How could she have been so perfect at such a young age?

It didn’t make sense then. It still doesn’t.

Then Mason became obsessed with her.

He followed her everywhere she went.

Like she was the only thing in the world worth paying attention to. Like I didn’t even exist standing right next to her.

So I started making her invisible and insignificant.

I made sure our parents and brothers only saw me.

She’s always been so quiet and small, and that worked in my favor.

She never fought back the way she should have. Never made noise. Never made it hard.

Mason was harder to break, but I knew that had to come from her.

So when I burned her with the poker, I told her if she wanted to stop getting hurt, she’d have to tell Mason she didn’t want to be friends anymore.

And she did it. She actually did it.

I can’t believe he was actually hurt about that.

That gave me the chance to wiggle in and take control.

I had him from then until his fucking birthday.

I found out she’s his mate, and that can’t stand.

It won’t stand. I won’t let it.

So I have one last plan that will definitely make him disgusted with her, and when our birthday comes, he’ll reject her for sure.

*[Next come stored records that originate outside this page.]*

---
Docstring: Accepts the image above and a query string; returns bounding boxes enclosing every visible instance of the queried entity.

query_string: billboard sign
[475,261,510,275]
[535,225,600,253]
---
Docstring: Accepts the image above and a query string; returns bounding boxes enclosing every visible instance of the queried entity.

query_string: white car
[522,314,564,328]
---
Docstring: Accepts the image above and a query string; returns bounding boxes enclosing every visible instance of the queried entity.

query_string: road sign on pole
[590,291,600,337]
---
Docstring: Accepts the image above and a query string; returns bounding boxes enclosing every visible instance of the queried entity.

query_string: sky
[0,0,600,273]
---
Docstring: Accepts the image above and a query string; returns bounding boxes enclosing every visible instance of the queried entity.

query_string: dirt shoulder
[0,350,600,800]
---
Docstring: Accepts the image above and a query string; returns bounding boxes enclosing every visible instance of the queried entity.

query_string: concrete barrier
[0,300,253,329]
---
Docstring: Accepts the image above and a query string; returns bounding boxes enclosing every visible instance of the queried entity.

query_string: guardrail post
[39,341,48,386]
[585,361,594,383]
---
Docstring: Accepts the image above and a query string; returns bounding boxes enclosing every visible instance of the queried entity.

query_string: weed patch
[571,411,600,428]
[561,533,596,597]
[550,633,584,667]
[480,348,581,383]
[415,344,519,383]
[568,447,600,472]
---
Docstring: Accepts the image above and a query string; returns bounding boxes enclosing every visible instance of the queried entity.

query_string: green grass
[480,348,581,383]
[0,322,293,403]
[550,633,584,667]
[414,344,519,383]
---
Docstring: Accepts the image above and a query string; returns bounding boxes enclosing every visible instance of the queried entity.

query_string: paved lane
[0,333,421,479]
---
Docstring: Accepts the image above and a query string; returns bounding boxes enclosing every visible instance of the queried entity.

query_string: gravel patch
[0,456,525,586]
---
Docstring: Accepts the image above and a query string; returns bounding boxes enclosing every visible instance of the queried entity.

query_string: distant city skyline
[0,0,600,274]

Not hesitate. Not question it. Reject her. Completely.

Now all I need to do is wait until all the packs leave—Mason, Hunter, Lucas, and Micah head off for Alpha training.

As soon as she comes out of hiding, Phase 3 can kick in.

And this time… there won’t be any coming back from it. Not for her. Not for him.

I just have to make sure all these idiots keep their mouths shut.

This is the biggest one yet, and it will give me exactly what I want.

Because this time, I’m not just trying to hurt her—I’m making sure when it’s done… there’s nothing left for him to choose.

And when Phase 3 is done…

even if she’s still breathing—

she won’t be someone he can love anymore.